Historical evidence indicates a widespread and centuries old exchange of shea kernels and shea butter by women in periodic local markets, and on a regional scale, with the densely populated West African littoral.
Initial French interest in shea was as a potential substitute for gutta-percha (latex) to insulate submarine cables in the wake of the profligate, inefficient and unsustainable methods of extraction from Palaquium gutta and other tropical rainforest trees in Southeast Asia.

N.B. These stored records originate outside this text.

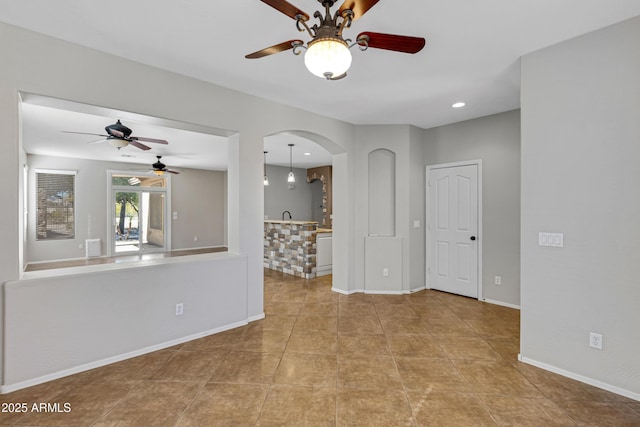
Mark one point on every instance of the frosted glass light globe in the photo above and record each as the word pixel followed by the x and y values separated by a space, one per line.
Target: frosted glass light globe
pixel 328 58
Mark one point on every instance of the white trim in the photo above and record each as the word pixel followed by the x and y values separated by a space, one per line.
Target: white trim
pixel 480 239
pixel 376 292
pixel 256 318
pixel 503 304
pixel 344 292
pixel 9 388
pixel 581 378
pixel 56 171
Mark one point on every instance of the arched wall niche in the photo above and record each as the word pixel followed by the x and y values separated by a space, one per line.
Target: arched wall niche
pixel 382 193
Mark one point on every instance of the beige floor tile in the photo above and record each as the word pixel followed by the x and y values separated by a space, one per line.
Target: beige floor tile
pixel 518 411
pixel 433 375
pixel 312 343
pixel 449 410
pixel 356 309
pixel 496 378
pixel 468 348
pixel 590 413
pixel 222 342
pixel 360 325
pixel 370 408
pixel 225 405
pixel 322 358
pixel 403 326
pixel 312 324
pixel 312 370
pixel 319 309
pixel 370 345
pixel 415 346
pixel 152 403
pixel 188 366
pixel 247 368
pixel 450 326
pixel 305 406
pixel 265 341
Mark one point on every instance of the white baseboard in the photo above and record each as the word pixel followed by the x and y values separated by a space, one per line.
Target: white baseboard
pixel 581 378
pixel 504 304
pixel 378 292
pixel 8 388
pixel 343 292
pixel 255 318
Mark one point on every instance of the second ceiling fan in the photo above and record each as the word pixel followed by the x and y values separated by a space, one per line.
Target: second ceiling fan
pixel 327 53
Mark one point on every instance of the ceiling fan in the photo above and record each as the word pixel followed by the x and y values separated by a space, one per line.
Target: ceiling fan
pixel 160 168
pixel 327 53
pixel 118 135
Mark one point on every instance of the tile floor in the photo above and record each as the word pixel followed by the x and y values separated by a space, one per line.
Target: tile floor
pixel 324 359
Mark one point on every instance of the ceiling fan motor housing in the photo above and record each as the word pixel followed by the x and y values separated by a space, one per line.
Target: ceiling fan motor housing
pixel 119 128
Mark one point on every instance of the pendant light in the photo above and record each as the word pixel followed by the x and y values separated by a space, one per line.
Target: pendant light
pixel 291 179
pixel 266 180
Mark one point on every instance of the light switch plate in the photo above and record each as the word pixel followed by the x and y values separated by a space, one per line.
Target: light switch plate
pixel 551 239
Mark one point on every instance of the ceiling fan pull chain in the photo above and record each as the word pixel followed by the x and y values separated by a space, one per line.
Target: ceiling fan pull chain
pixel 301 21
pixel 298 47
pixel 363 42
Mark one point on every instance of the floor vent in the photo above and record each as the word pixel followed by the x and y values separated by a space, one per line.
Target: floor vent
pixel 94 248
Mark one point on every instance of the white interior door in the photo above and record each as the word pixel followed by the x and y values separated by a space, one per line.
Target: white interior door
pixel 453 229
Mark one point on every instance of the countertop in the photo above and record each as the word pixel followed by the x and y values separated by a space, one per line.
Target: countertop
pixel 288 221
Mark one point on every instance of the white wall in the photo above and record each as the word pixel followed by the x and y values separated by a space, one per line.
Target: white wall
pixel 197 195
pixel 580 175
pixel 42 65
pixel 104 316
pixel 496 141
pixel 278 197
pixel 400 140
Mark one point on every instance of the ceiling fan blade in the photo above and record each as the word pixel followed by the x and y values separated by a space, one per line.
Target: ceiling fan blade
pixel 341 76
pixel 287 8
pixel 157 141
pixel 281 47
pixel 393 42
pixel 138 145
pixel 359 7
pixel 117 133
pixel 85 133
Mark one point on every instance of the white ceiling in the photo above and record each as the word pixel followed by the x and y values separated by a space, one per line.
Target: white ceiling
pixel 472 53
pixel 45 121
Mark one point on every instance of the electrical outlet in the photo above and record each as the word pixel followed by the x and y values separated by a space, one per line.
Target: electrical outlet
pixel 595 340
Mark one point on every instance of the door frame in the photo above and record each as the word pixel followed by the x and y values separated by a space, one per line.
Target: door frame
pixel 480 239
pixel 111 190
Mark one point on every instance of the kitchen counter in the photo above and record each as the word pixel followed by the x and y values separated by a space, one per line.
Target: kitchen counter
pixel 289 221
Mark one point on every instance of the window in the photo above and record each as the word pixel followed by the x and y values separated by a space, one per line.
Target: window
pixel 139 206
pixel 55 205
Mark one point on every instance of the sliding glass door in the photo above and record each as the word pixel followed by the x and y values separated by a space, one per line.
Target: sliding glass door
pixel 139 214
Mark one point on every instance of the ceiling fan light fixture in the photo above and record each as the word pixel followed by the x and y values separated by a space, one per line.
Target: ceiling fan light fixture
pixel 118 143
pixel 327 57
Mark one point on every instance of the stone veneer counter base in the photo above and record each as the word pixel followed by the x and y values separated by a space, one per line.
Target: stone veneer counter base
pixel 290 247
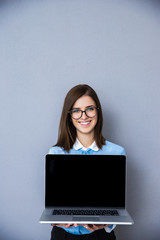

Early and violent resistance to colonial rule during the Volta-Bani War was replaced by persistent migration into the (British) Protectorate of the Northern Territories of the Gold Coast Colony, as a form of protest by local Burkinabé communities to avoid the cumulative burdens of capitation tax, forced labour, military conscription, corporal punishment, and restrictive forest policies.
Multiple initiatives to extract shea butter (mechanically and chemically), to protect shea parklands or to plant shea trees, as well as early industrialization efforts, including a French ‘colonial petroleum’ project, were not successful.
Ultimately, the production and supply of shea kernels and shea butter remained central to servicing the needs of Burkinabe and West African consumers throughout the colonial period.
Burkinabé women have traded shea kernels and shea butter in periodic local markets, and on a regional scale with the densely-populated West African littoral, for centuries. This paper traces the origins of French colonial efforts to develop shea as a commodity of empire from the 1890s to independence in 1960.
Colonial efforts to incorporate Upper Volta, a French colonial backwater, into the world economy was drawn out, heterogenous, and messy. The colonial state assumed erroneously that little shea trade existed, and that producers would respond positively to market incentives. Yet, we suggest that French colonial policies failed due to a composite of factors including the limited investment in either the colony or shea as an oilseed crop, adaptation by women shea producers to the extraction of male labour and the trade opportunities created by new international borders, and the ‘blindness’ of colonial officials to the economic, social and cultural functions of periodic local markets used by women shea traders. The historical trajectory of the shea trade continues to have implications for current-day shea markets and their actors.